Apapun istilah yang digunakan, ternyata sebuah pernikahan sarat budaya seperti ini memberi kesejukan tersendiri ditengah kejenuhan modernitas. Perhatian masyarakat Indonesia sempat tersedot kepada perhelatan akbar keluarga kraton Yogyakarta ini. Sebuah bukti bahwa tata cara dan adat istiadat leluhur masih menarik, apalagi prosesi tersebut dilakukan oleh keluarga kerajaan, tempat segala tradisi tersebut berasal.

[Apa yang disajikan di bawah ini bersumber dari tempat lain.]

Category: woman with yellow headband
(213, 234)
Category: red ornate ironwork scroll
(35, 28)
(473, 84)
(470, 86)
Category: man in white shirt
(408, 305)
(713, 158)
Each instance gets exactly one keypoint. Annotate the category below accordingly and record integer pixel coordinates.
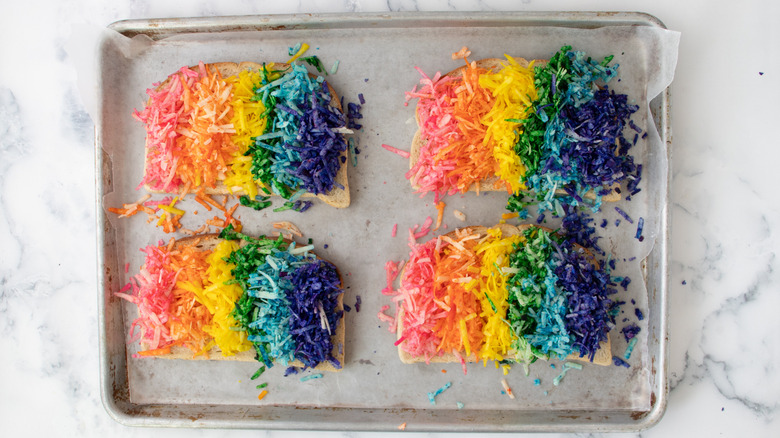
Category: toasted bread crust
(494, 183)
(337, 197)
(602, 357)
(209, 242)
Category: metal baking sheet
(375, 391)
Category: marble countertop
(723, 355)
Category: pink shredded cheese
(404, 154)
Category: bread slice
(338, 197)
(209, 242)
(493, 183)
(602, 357)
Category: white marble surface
(725, 216)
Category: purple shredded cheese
(640, 225)
(624, 214)
(630, 331)
(314, 314)
(620, 362)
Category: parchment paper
(379, 63)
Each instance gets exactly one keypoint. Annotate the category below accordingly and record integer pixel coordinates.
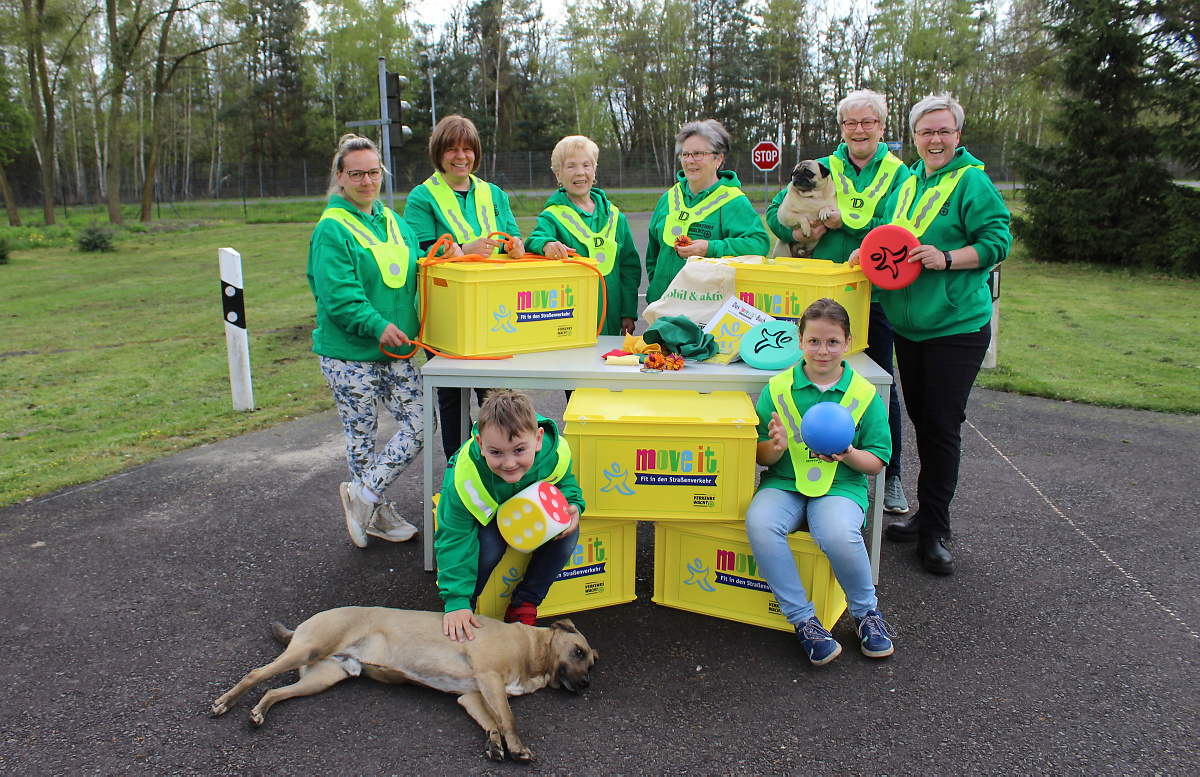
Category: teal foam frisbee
(773, 345)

Saat ini upacara pernikahan menggunakan adat Yogyakarta masih sering dilakukan oleh masyarakat Indonesia, bahkan pada keluarga yang tidak berasal dari Yogyakarta. Urut-urutan pelaksanaannya pun masih mengikuti apa yang digariskan oleh Keraton, meski dengan penyesuaian disana-sini. Bukan hal yang aneh jika Anda diundang pada sebuah acara pernikahan di hotel berbintang di ibukota, namun rangkaian acara yang disaksikan dari awal sampai akhir adalah secara adat Yogyakarta, bahkan lengkap dengan MC yang berbahasa Jawa Kromo! Tentu saja ini isyarat baik bahwa tradisi budaya masih dijunjung tinggi.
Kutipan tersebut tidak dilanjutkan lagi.